Compliance check mechanisms for client applications:
- After each allocation we will manually review the on-chain deal making activity of the applicant to confirm compliance mostly relying on the AC Bot, which runs weekly, to identify non-compliance of deal making, distribution and retrievals and that information will be used to drive action on applications.
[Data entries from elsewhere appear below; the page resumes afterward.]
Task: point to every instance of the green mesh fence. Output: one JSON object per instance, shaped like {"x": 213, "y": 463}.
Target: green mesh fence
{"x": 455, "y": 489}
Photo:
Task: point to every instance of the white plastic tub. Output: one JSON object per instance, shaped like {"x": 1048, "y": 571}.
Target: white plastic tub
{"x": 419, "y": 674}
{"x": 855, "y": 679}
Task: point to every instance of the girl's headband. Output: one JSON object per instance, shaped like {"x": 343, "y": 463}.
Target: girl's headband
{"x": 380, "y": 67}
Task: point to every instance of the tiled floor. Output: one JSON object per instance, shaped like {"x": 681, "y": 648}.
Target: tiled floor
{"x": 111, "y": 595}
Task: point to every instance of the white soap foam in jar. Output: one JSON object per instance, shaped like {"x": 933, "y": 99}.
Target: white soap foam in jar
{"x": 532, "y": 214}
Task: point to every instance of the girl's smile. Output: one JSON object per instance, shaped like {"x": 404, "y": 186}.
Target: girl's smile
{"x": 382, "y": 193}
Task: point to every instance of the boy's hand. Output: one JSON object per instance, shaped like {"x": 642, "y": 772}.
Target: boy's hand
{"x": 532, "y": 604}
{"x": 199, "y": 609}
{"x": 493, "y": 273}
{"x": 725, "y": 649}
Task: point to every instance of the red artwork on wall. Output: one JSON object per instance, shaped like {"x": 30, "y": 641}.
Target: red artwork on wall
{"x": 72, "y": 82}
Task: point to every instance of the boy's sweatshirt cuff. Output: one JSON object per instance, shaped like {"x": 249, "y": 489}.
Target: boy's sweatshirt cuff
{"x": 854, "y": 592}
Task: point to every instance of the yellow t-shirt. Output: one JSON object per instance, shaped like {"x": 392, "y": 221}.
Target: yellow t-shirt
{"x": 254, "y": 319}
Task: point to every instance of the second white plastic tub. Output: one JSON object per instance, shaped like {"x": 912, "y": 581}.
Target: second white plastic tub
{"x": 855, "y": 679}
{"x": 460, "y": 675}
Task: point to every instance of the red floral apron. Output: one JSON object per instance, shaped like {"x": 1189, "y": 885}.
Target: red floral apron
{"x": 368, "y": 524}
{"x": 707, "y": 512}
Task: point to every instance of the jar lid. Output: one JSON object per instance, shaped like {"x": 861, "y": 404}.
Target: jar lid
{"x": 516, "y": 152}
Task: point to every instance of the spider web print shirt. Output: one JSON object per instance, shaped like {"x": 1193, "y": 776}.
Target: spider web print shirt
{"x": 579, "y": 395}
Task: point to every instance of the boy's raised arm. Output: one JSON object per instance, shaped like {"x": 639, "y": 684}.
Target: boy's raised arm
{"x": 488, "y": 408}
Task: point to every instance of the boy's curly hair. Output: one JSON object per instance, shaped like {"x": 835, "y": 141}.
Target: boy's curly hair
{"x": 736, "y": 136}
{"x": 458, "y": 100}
The bot will be set up to automatically close applications after several allocations if thresholds are not met.
- At any point if clients are caught providing fake or misleading information about themselves or their SP partners, we will close any open applications and add the GitHub user IDs and miner IDs involved and block them from future participation in the allocator
Disputes/Appeals:
- For any disputes between our allocator and a client, hereby termed appeal(s), we will source the appeals through the Open Data Allocator Appeals Form (https://docs.google.com/forms/d/e/1FAIpQLSfkdb_p9sg5sx_bnSlX0r9rdKXFGmz4dGC1cBtMEYuDym3Ecw/viewform) where all our clients can submit an appeal and someone on the allocator team will address it with a 14 day SLA.
- We would like to respect the privacy of the client and do not plan to host a public resolution process.
- For disputes raised by community members/non-clients about our allocation approach and strategy, we will comply with the public dispute tracker that is being built by the Filecoin Foundation Governance team. We can commit an SLA for such disputes to be 21 days.